If the value of 6 is R _O , the current flowing through the output transistor 33 is Vcc/2R _O during normal times, and 2Vcc/3R _O during the period when the vertical synchronization signal is expected to arrive. Since the current flowing through the emitter and collector of the output transistor 33 can be considered to be equal, the first to third constant current transistors 14 to 16, which are in a current mirror relationship with the diode 34, have currents of Vcc/2mR _O and 2Vcc/3mR _O. flows. Therefore, when the current is 2Vcc/3mR _O , the charging current to the charge/discharge capacitor 22 is
This is larger than when Vcc/2mR _O , and the detection sensitivity of the vertical synchronization signal can be increased when necessary, allowing highly accurate detection even in the case of a weak electric field. (G) Effects of the Invention As described above, according to the present invention, a vertical drive pulse and a waveform indicating the operating state of the frequency divider circuit can be obtained at the output terminal of the output transistor, so the function of the frequency divider circuit inside the IC can be simplified. In addition to being able to perform tests, a special test pin is not required for the test, so it is possible to provide a synchronization signal generator suitable for IC implementation.
In addition, if the vertical synchronization signal is detected by switching the detection sensitivity according to the output signal generated at the emitter of the output transistor as in the embodiment, even if the level of the vertical synchronization signal decreases in a weak electric field, etc., it can be detected sufficiently. It can be performed.
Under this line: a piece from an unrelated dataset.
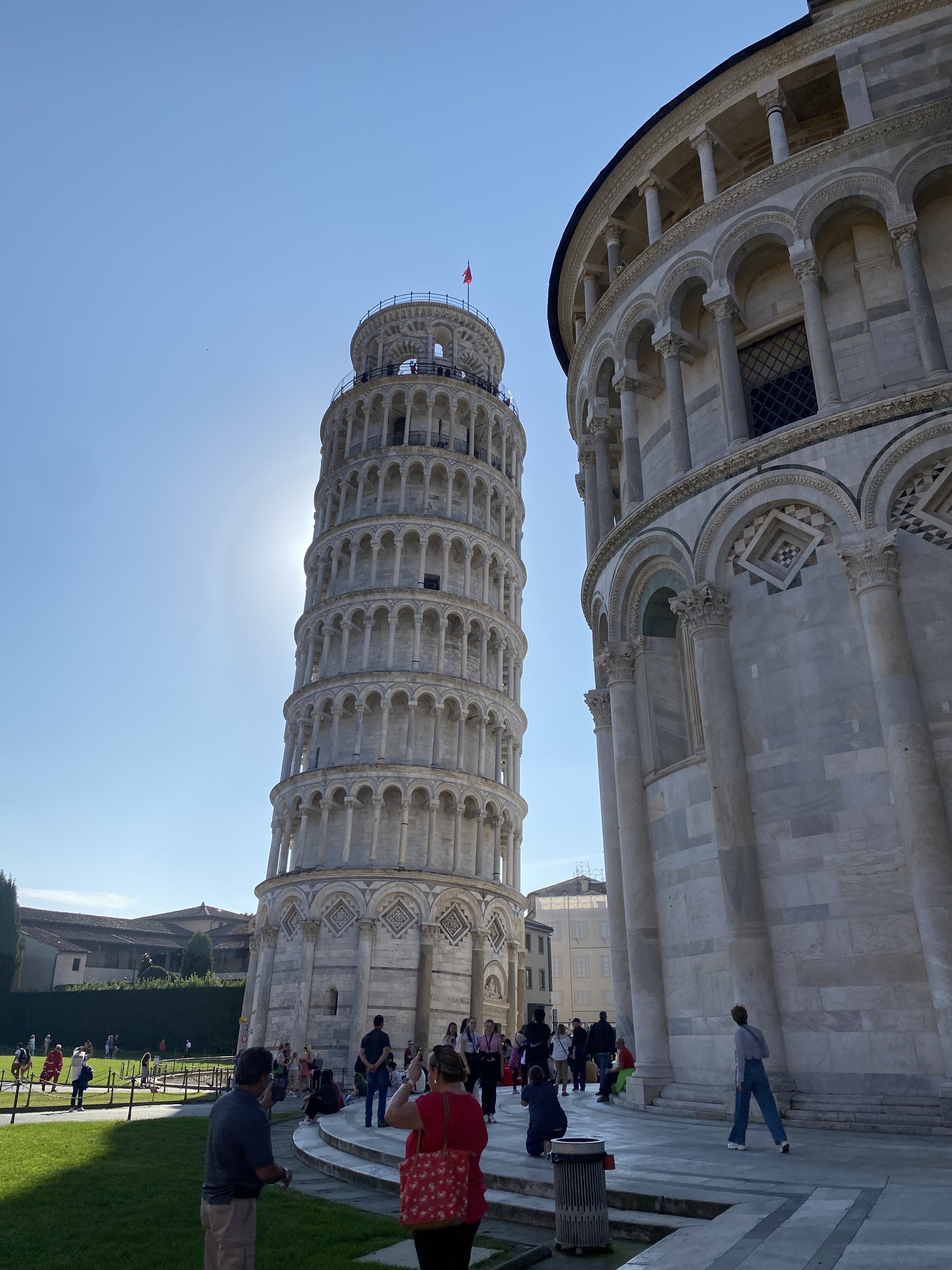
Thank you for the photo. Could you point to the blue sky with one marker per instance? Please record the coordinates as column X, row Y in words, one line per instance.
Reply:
column 200, row 203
[Brief explanation of drawings]

FIG. 1 is a circuit diagram showing an embodiment of the present invention, FIG. 2 is a circuit diagram showing a conventional synchronization signal generator, FIG. 3 is a waveform diagram showing how a composite synchronization signal becomes a reset signal, and FIG. FIG. 4 is a waveform diagram showing the output waveform generated at the output pin 11, and FIG. 5 is a circuit diagram showing the configuration of the frequency dividing circuit of FIG. 1. 8... Frequency dividing circuit, 24... Third transistor,
25... Fourth transistor, 26 ... Bias circuit, 33... Output transistor.

Claims (1)

[Claims] 1. Using a frequency divider circuit in which a signal corresponding to a vertical synchronizing signal in a video signal is applied as a reset signal, and a signal corresponding to a horizontal synchronizing signal in the video signal is applied as a clock signal. , in a countdown type synchronization signal generation device that generates a control signal and a vertical drive pulse whose level changes at a predetermined cycle when the frequency dividing circuit counts up to the timing when the vertical synchronization signal is expected to arrive; an output transistor that generates the vertical drive pulse and the control signal at one end; a bias circuit that applies a bias voltage to the base of the output transistor; and the frequency divider circuit that is connected to the base of the output transistor via the bias circuit. a first means for changing the output bias voltage of the bias circuit to a first level that is higher or lower than when there is no signal, when the vertical drive pulse and the control signal are not generated, in response to a vertical drive pulse from; A second circuit connected to the base of the output transistor via a bias circuit and controlling the bias circuit according to a control signal to change the output bias voltage of the bias circuit to a second level that is smaller or larger than when there is no signal. means, when the first means selects the large first level, the second means selects the small second level, and the first means selects the small second level; 2. A synchronizing signal generating device, characterized in that when the first small level is selected, the second means selects the second large level.